A few days after the performance, I had the pleasure of asking Jarrett a couple questions regarding his inspiration and his process creating this new work.

Q: “What inspired you to center your senior recital on the topic of the LGBTQ community?”

Jarrett:Musical theater is such an accessible platform for all people. It's easy to understand and it's easy to connect with. So I wanted to use that platform as a form of edutainment [education and entertainment]. And I picked the topic because 1) with our current political climate it's relevant. 2) I wanted to show kind of the other side of pride, because of the normalization of LGBT humans the coming out age has dropped and this is forcing our country to progress faster and yet there are still many families here that would reject their child because of who they are.”

Q: “Can you talk a little about your composing process for this show in terms of how long it took, musical influences, or difficulties you encountered?”

Jarrett: “Sure, I started the research at the beginning of the fall semester and finished sometime in November. And the author, Manna-Symone Middlebrooks, used the research and notes I collected (along with her own) to create the first draft of the book. So, once I had the characters I was writing for, I had to give them a voice and write them all in a certain style. Corey had a more soulful sound. Angelica's was jazzy. Johnathan's was rockish. And Chay's was angsty. To write the music it took me about two months.”
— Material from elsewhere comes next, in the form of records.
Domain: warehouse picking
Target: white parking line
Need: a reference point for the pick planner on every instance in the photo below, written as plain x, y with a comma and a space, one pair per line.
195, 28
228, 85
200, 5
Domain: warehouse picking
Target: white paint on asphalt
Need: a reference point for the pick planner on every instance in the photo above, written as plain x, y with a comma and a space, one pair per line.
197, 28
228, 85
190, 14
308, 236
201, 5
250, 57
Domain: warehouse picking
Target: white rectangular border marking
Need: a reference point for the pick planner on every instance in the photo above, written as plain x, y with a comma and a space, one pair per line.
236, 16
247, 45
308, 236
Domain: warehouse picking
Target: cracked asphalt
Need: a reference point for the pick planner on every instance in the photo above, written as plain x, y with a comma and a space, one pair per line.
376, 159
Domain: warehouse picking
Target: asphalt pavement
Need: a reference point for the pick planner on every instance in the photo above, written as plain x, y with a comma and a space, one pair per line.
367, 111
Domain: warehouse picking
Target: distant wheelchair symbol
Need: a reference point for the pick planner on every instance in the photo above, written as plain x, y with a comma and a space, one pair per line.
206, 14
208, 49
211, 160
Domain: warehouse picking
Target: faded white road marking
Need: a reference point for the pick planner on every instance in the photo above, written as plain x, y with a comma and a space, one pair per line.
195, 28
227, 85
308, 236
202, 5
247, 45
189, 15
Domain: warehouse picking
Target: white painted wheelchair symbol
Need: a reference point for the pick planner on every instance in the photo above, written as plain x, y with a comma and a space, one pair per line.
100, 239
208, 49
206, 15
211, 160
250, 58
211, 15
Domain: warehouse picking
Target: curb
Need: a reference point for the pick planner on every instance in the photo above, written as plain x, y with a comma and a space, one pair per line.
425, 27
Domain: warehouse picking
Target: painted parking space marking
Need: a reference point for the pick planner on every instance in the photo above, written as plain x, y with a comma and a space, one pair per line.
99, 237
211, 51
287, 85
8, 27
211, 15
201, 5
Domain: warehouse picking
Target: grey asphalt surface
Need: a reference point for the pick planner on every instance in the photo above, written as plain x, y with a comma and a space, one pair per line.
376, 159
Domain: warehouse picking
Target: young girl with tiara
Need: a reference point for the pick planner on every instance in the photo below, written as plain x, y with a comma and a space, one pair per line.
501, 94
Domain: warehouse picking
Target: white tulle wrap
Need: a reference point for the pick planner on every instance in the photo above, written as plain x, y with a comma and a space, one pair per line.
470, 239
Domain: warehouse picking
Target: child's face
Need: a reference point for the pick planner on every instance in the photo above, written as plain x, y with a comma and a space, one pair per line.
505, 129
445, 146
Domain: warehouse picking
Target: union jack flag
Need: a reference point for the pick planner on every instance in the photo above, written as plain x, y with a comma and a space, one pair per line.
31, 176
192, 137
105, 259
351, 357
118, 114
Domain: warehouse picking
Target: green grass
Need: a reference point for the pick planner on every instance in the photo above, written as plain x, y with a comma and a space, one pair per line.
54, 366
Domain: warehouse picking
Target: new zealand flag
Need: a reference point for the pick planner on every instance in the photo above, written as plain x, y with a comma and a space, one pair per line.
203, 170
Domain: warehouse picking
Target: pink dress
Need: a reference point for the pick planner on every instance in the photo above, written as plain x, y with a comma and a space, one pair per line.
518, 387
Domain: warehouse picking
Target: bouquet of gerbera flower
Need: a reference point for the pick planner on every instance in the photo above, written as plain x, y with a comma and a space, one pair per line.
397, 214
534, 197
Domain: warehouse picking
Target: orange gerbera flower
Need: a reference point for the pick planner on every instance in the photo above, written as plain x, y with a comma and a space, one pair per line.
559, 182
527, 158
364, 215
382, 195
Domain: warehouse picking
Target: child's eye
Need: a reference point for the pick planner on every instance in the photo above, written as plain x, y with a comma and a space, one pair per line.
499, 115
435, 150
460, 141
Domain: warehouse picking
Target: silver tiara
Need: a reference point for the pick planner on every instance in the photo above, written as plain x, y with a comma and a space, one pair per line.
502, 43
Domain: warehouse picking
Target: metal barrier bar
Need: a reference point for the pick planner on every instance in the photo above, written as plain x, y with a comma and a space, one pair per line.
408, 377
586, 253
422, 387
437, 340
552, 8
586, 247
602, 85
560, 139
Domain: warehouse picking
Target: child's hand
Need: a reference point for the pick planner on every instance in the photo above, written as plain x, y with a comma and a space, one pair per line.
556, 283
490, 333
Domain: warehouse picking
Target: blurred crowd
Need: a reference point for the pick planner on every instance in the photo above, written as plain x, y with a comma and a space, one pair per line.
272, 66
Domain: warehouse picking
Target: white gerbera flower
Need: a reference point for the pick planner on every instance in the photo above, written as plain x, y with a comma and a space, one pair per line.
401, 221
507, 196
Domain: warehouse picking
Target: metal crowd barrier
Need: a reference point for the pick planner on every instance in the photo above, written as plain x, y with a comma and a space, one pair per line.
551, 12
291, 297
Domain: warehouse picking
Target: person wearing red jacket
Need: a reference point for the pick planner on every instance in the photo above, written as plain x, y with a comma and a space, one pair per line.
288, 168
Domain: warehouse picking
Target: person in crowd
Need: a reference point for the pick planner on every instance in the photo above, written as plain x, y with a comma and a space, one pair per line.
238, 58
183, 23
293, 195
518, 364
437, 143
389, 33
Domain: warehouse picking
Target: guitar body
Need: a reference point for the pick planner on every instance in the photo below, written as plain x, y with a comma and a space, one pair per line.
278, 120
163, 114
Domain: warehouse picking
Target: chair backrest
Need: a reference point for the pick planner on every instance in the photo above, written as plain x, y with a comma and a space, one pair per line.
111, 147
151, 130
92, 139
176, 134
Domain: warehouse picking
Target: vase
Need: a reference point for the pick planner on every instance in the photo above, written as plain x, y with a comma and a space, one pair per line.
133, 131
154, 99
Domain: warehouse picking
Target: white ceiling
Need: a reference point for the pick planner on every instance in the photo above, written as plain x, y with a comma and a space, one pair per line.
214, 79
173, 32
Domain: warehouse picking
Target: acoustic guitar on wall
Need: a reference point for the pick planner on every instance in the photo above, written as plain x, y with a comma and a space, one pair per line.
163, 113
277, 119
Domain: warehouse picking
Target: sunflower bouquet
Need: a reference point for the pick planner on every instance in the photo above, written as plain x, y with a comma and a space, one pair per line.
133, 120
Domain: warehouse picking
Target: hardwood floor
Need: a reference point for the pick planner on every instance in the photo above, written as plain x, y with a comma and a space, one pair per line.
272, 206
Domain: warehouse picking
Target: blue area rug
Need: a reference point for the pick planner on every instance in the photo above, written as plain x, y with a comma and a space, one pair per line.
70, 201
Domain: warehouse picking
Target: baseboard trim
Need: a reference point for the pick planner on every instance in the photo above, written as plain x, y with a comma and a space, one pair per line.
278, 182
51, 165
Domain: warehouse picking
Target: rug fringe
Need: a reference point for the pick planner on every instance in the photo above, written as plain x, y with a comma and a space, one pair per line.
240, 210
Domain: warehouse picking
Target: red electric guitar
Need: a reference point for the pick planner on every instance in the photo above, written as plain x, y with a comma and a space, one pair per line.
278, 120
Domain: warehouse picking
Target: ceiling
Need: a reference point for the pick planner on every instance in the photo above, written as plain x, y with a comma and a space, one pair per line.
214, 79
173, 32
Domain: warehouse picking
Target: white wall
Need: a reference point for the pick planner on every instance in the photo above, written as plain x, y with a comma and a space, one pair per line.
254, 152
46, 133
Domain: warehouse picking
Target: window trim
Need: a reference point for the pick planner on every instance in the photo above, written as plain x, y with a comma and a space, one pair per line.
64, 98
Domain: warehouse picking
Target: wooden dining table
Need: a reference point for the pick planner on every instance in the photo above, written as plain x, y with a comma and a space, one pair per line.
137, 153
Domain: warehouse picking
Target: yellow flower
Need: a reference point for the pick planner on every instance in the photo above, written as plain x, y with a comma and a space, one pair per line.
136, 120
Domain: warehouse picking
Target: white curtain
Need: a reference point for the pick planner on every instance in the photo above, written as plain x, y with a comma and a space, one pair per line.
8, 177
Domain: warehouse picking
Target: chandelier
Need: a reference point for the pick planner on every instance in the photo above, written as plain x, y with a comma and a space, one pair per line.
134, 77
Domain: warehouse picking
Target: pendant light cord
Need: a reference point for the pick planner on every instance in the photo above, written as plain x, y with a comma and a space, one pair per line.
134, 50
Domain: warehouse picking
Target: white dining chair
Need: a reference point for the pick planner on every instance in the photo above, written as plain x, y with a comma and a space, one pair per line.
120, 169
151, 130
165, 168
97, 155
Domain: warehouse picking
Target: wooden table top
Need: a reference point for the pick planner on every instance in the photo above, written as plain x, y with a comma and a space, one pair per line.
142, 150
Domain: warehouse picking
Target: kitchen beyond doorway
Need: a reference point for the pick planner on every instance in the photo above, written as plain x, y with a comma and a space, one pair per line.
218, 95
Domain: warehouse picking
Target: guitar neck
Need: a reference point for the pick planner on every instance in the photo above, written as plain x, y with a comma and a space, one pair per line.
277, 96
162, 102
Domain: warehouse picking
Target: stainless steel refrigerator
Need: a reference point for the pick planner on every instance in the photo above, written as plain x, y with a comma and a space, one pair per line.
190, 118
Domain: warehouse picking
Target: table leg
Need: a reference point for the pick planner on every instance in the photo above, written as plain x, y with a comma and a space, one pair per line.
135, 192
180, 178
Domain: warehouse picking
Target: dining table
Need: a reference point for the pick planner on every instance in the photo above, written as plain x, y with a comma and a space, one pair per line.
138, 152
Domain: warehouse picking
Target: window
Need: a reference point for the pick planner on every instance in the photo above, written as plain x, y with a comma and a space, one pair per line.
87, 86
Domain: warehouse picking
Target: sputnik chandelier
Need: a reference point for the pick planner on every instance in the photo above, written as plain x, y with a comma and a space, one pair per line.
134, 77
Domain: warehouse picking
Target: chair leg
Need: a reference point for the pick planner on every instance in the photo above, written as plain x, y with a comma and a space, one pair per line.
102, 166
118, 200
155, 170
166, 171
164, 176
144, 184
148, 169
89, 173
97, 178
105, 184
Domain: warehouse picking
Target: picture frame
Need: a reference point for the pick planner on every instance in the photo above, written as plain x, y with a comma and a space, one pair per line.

These insights from Jarrett highlight even more clearly the efforts he made in the name of advocacy by creating this work. Jarrett’s show reminds us that injustices exist as realities for many people in our country. As Jarrett previously mentioned, the normalization of LGBTQ persons is a positive trend in today’s society because it implies a move toward acceptance. However, even though progress has been made, there are still children in the LGBTQ community that face not being accepted, being disowned, and even being kicked out of their homes because of their sexual preferences. Art that raises awareness and cultivates empathy for such ongoing human rights issues has an opportunity to call attention to disadvantaged and disregarded groups, insisting that their voices be heard in the cries of “we are here.”